The natural beauty of the island is astounding, it’s not a big place, rugged and wild, rich and green, its perimeter bordered by stunning seashore, and the centre by dramatic mountain ranges. In a few hours drive it’s possible to move from sandy beaches, to breathtaking hilltops to rocky and wild coastlines punctuated by turquoise creeks.
For many years, the Corsicans turned their backs to the sea, and most of the older villages are to be found perched in the hills, hidden in the depths of forests of chestnut trees, with beautiful rivers running nearby.
My husband is Corsican, which is why my name sounds Italian. The first time I visited the small family house in the mountains, was a lesson in mountain living. Corsicans have a reputation as a pretty wild bunch. They are certainly proud. Fiercely autonomist for centuries, they have their own ways of getting things done. Nobody talks about mafia, but it is present. Discretion is second nature, you trust those you are close to, and stay wary of strangers, especially those who ask questions.
The first time I arrived in our tiny village up in the mountains, as a young bride, to a village boy, everyone noticed my arrival. For most of the family friends and acquaintances I was immediately accepted, and by some even adopted. I think they related to the girl that I was, coming from another island, albeit one with a monarchy.
Those who didn’t know where I sprung from, would challenge me outright as I walked through the village to buy bread. They’d never ask my name, or my occupation… the only question that was repeated to me was “de qui tu est?” which would best translate as “which family are you from”. I quickly learnt how to reply succinctly and effectively. What they needed was a rapid genealogy tree. I gave the names of my husband, my parents in law, the grandmother of my husband, our cousins on the plain, and if confirmation were still required I threw in a couple of well respected neighbours for good measure. They asked the question once, but not twice.

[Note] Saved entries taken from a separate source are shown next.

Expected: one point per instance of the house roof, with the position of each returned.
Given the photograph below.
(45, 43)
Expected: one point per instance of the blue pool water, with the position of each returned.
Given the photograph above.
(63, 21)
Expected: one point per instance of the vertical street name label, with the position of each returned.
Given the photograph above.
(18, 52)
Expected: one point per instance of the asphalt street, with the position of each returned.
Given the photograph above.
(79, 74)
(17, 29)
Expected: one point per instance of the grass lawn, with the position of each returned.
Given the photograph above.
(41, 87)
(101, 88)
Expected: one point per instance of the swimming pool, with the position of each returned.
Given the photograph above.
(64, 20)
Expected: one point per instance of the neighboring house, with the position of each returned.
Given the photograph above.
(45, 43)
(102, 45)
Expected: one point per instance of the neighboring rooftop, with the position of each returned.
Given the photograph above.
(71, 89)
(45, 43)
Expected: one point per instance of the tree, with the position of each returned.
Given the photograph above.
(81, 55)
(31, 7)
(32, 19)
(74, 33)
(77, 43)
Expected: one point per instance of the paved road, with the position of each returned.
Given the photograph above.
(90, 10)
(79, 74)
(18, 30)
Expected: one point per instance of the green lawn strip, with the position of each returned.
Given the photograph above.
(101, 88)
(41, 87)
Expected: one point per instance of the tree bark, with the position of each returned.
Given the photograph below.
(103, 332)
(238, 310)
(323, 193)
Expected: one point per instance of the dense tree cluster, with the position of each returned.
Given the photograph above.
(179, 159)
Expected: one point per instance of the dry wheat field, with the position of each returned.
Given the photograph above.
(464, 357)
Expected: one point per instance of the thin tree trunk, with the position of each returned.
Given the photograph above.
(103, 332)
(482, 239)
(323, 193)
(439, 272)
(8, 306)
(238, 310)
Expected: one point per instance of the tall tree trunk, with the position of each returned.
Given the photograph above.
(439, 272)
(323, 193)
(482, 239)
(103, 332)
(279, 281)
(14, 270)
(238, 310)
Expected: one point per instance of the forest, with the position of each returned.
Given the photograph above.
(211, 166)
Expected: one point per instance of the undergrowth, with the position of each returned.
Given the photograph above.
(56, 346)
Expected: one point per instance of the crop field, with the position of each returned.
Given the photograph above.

The casual visitor is unlikely to come into contact with this very private corsica. Most head to the south, where the beaches are spectacular and the hotels busy. My heart lays further north. I like my beaches sandy, long and empty except for driftwood and pinecones. I like to dine with a view out across the mountains and down to the sea. I love the mountain villages with their paths bordered by billowing blue hydrangeas.
I love the drive back from the sea to our village, through the chestnut trees, and maybe a little beyond for one last dip of the day in the fresh mountain river, that slightly takes my breath away, but leaves my skin so soft.
If one day you go to Corsica, be sure to find yourself a car and explore. Don’t be afraid of heading up into the mountains, you won’t regret it. Try to see some of the sights in the south such as the old town of Bonifacio, but then head back up north, and enjoy some quieter areas, maybe find a little house to rent, or a smaller boutique hotel.
And just remember, …. don’t ask too many questions!